The bulk of work in adaptive design development has been in sequential or “one-person-at-a-time” trials. But most trials have multiple patients that need to be randomly assigned at the same time. Ahuja and his co-author proposed a design that allows for this randomization of several patients at the same time. However, developing a protocol for implementing adaptive designs (which the FDA requires before a trial can begin) means that one must consider all possible scenarios. Given the large number of scenarios, often in the billions, solving them poses huge computational challenges, which is a key barrier for adaptive designs in practice.

The authors developed a computationally efficient approach using heuristics, or rules-of-thumb, to implement adaptive designs.
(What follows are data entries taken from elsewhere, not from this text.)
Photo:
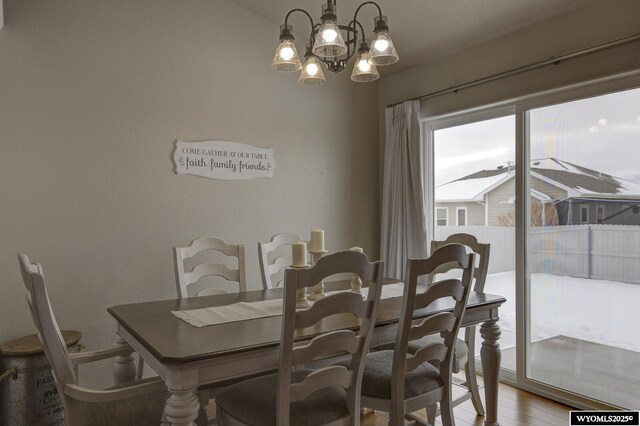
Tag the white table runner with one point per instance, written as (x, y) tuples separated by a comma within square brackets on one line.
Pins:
[(231, 313), (242, 311)]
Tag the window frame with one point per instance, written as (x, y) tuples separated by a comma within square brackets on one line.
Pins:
[(584, 208), (446, 216), (466, 216)]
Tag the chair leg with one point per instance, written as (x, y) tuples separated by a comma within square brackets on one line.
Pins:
[(139, 368), (446, 412), (470, 372), (431, 414)]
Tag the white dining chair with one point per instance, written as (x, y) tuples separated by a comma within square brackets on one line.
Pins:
[(464, 348), (188, 278), (401, 382), (274, 256), (138, 403), (311, 396)]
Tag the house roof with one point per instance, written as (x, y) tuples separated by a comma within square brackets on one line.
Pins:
[(578, 181)]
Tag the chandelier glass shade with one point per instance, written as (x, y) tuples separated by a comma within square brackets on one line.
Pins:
[(332, 45), (312, 74), (286, 58), (363, 69)]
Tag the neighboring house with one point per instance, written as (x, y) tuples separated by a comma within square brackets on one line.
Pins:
[(561, 192)]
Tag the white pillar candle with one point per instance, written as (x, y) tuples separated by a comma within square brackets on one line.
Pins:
[(299, 252), (317, 240)]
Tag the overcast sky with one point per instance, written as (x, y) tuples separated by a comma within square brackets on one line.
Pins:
[(601, 133)]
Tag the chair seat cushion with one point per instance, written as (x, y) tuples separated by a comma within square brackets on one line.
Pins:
[(376, 380), (141, 410), (254, 402)]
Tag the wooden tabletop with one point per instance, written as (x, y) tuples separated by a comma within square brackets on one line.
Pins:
[(173, 341)]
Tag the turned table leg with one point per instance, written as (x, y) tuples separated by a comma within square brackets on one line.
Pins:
[(490, 356), (124, 367), (182, 407)]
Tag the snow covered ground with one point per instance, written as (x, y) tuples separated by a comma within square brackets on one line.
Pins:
[(598, 311)]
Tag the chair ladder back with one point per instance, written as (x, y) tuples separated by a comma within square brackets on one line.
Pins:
[(331, 343), (274, 267), (49, 333), (481, 250), (445, 323), (186, 278)]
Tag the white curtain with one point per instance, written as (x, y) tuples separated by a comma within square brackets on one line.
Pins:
[(403, 233)]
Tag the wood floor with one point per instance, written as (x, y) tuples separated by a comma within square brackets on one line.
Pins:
[(515, 408)]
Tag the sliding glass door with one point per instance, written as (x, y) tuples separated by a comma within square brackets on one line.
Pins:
[(552, 182), (583, 239), (474, 193)]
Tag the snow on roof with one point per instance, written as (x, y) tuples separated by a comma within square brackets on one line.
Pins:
[(585, 182), (466, 189)]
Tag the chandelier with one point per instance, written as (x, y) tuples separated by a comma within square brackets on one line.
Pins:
[(334, 45)]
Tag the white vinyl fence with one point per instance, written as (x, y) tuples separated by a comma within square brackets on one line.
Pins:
[(605, 252)]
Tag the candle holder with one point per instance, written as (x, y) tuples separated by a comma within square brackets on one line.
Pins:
[(301, 293), (318, 289), (356, 284)]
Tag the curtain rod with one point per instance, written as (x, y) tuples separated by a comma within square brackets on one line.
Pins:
[(552, 60)]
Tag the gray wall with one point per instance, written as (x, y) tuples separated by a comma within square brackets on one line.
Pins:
[(93, 95)]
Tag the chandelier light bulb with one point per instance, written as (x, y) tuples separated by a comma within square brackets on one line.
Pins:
[(364, 71), (329, 42), (286, 53), (329, 35), (381, 45), (364, 65), (311, 74), (286, 58), (312, 69)]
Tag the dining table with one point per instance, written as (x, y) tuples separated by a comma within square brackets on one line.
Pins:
[(187, 356)]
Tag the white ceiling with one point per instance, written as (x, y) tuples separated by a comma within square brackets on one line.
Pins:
[(423, 30)]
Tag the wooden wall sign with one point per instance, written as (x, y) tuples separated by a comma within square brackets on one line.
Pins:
[(223, 160)]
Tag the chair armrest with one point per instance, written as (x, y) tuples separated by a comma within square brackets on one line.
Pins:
[(80, 393), (91, 356)]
The authors then simulated their model called “SLAX” multiple times on the computer; they settled on around 5,000 times, which worked well, another rule-of-thumb. Ahuja noted that these types of problems “are a combinatorial nightmare, and given the limits of computation, may not have been possible to solve a few years ago.”

“Clinical trials, particularly phase-3 trials, have been cited as major contributors to the rising costs of taking a new drug to market.”

The authors tested their approach retrospectively on three phase-3 clinical trials that studied Rolapitant, a drug used for chemotherapy-induced nausea. “On every dimension, the outcomes [in our approach] were better,” said Ahuja. Drug companies want to get their products to market sooner and at lower cost. This advance is “a big deal,” according to Ahuja. The paper, “An Approximation Approach for Response Adaptive Clinical Trial Design,” chronicles their work.